L'area del Basso Ferrarese, le East Highlands scozzesi, la regione del North Karelia in Finlandia, la municipalità cretese di Archanes, la regione di Latgale in Lettonia, il distretto di Bruntal in Repubblica Ceca: sei aree rurali remote, esempi di territori che, al di là delle differenze di nazionalità e latitudine, rappresentano zone in cui è possibile avviare o accelerare un forte processo di crescita e sviluppo. E tanti altri sono i territori a loro simili sparsi in tutta Europa.

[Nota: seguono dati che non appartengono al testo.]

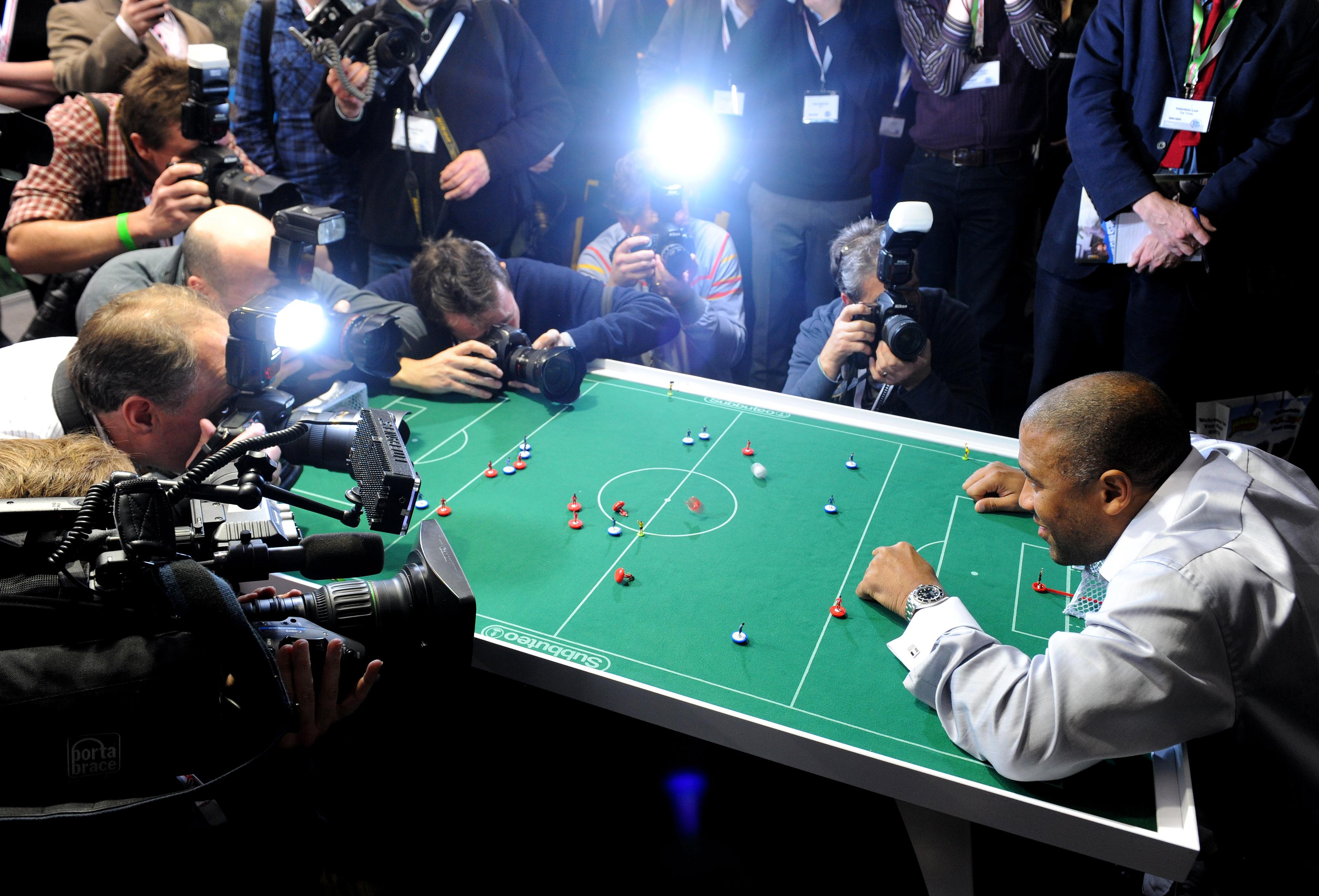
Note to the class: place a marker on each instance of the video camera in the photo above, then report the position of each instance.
(386, 44)
(908, 225)
(288, 318)
(206, 118)
(227, 516)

Si chiuderà ufficialmente il prossimo martedì 26 agosto a Gent, in Belgio, con la conferenza finale "Territory and Rural Development in Six European Countries", il progetto europeo TERA - Territorial aspects of Enterprise development in Remote rural Areas. Il progetto è guidato dal Dipartimento di Scienze Economiche dell'Università di Bologna e coordinato dalla prof.ssa Anna Soci. Assieme all'Italia partecipano il Regno Unito (Università di Aberdeen), la Finlandia (Università di Helsinki), la Grecia (Università di Patrasso), la Lettonia (Istituto di Economia Agraria) e la Repubblica Ceca (Istituto di Ricerca di Economia Agraria).
L'incontro di Gent, che anticipa l'apertura del XII Congresso della European Association of Agricultural Economists, conclude un percorso avviato nel 2005 con il proposito di individuare nuove politiche di intervento per la promozione delle aree rurali remote in Europa. Il cammino del progetto è stato segnato da una serie regolare di incontri per monitorare l'avanzamento dei lavori.
Al primo, ospitato a Rimini, ne sono seguiti altri a Praga (Repubblica Ceca), Joensuu (Finlandia), Archanes (Grecia), Riga (Lettonia), Siviglia (Spagna), Aberdeen (Regno Unito), oltre ad una due giorni a Ferrara sul tema "Sviluppo locale in un prospettiva europea".
Il punto di partenza per gli esperti coinvolti è stata l'individuazione e l'analisi dei principali fattori economici responsabili della nascita e dello sviluppo di attività d'impresa nelle zone rurali periferiche d'Europa. In particolare i lavori hanno evidenziato fattori relativi all'economia del territorio, come la presenza di forza lavoro specializzata, di legami input-output tra le imprese, dello sviluppo delle infrastrutture, e fattori di promozione della crescita quali la condizione del capitale umano e il grado di conoscenze tecniche.
Tutti questi fattori sono poi stati rintracciati nelle politiche e nei programmi, sia locali sia nazionali sia europei, che coinvolgono i territori studiati, e il loro peso calcolato dalle rilevazioni empiriche è stato confrontato con i risultati effettivamente raggiunti dalle politiche stesse. In questo modo il progetto TERA ha potuto formulare nuove proposte di intervento, che affinando le politiche esistenti con i nuovi elementi emersi dall'analisi, possono favorire lo sviluppo delle aree rurali remote in Europa.